Mais je lui désobéis un peu. Parfois, j'arrête de chanter
et je regarde tout autour de moi. Hier, pendant que nous chantions "Jésus,
que ma joie demeure", j'ai vu passer un groupe d'écolières toutes
en tablier de satin vert. C'était ravissant. J'ai un faible pour le
vert... Dans ma secte, nous sommes toutes habillées de rouge ; il faut
qu'on nous remarque.
C'est l'été depuis plus d'un mois. Aujourd'hui, alors que nous chantions le "Messie" de Handell, (c'est que Dieu aime beaucoup la musique classique vous savez...) il y a deux jeunes qui se sont assis près de nous. Ils nous ont écouté sans dire un mot. Je crois bien qu'ils vont se convertir eux aussi. Il y a beaucoup de gens qui se joignent à nous. Avec les beaux jours, beaucoup de gens se redécouvrent. Mais mes jeunes amoureux viennent nous voir presque tous les jours. L'autre jour, je l'ai ai vu sortir de l'église. Oh ! Comme ils étaient beaux. Il avait mis sa plus belle redingote bleu nuit et elle était resplendissante dans sa robe blanche. Je crois même quelle portait de la dentelle de Paris. Sa robe était du plus beau velours et était brodée de diamants. J'ai entendu dire qu'elle se mariait avec un marquis. Cela ne m'étonne pas ; il porte fièrement l'épée. Pendant un mois, ils ne sont pas revenus. Puis, je les ai entrevus. J'ai entendu la belle princesse lui raconter, lui chuchoter qu'elle était enceinte. Lui, il pleurait. Ils étaient beaux. Ils s'embrassaient. Oh, je ne regrette rien moi ! J'ai décidé de vivre en célibataire de mon plein choix, mais ils sont si beaux.
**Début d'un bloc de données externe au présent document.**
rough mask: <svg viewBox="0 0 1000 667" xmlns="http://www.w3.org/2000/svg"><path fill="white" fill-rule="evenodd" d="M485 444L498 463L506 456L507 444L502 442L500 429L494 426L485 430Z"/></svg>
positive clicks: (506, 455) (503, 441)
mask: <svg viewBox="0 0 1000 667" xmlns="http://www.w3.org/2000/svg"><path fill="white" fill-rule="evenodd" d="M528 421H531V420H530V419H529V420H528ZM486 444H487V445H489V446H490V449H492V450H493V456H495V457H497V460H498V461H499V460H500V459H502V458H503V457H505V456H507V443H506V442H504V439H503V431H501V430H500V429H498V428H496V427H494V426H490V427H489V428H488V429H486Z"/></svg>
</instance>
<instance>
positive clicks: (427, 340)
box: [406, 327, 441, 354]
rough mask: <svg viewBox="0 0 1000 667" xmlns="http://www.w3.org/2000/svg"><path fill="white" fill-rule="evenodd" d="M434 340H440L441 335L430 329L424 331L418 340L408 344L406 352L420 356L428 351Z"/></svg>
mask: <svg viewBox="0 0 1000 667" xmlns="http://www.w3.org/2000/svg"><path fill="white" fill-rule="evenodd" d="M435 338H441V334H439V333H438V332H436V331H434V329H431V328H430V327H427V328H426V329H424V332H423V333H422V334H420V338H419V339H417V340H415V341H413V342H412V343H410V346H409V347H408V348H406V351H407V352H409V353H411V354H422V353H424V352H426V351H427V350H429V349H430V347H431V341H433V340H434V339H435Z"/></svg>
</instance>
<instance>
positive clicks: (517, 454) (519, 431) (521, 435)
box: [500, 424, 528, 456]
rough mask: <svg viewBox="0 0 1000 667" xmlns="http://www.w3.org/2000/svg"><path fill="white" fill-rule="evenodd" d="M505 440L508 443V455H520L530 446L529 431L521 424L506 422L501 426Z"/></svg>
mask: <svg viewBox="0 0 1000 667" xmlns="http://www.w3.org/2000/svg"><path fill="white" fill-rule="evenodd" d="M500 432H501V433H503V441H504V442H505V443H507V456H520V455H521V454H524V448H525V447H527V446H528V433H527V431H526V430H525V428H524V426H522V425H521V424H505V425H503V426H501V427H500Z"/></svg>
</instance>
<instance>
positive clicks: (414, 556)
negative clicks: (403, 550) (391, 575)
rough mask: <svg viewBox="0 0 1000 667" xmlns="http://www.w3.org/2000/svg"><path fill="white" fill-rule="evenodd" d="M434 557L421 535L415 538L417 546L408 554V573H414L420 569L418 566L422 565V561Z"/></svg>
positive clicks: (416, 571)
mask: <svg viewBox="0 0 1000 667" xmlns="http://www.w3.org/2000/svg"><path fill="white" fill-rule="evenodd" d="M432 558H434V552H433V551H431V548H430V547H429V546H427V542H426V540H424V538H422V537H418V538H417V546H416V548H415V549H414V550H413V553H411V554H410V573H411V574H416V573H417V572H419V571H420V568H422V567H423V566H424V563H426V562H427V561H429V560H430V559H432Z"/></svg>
Nos jeunes tourtereaux ne nous ont pas lâchés mêmes si les premiers froids d'automne ont commencé. La petite princesse commence à être potelée. Elle est très jolie et si coquette. Aujourd'hui, on m'a annoncé que je ferais mon baptême de l'air. Le temps s'y prête à merveille. J'ai si hâte. Depuis le temps que je voie les autres. De jolis deltaplanes qui s'envolent. Cela a l'air si facile. Ma meilleure amie sera initiée en même temps que moi. Le vent est favorable. Nous allons pouvoir nous lancer dans notre aventure. Le grand chef vient de passer. Il a donné le départ. C'est une sensation extraordinaire de voler. Petite princesse, regarde-moi, je vole ! C'est vrai que ce n'est pas difficile. Pourquoi ne nous permet-on pas de voler plus vite ?
Oh ! quelle joie ! J'ai atterri sur le ventre de la petite princesse. J'ai senti la vie qui était en elle. Il me faut maintenant rejoindre mes compagnes, ma grande famille de l'érable rouge.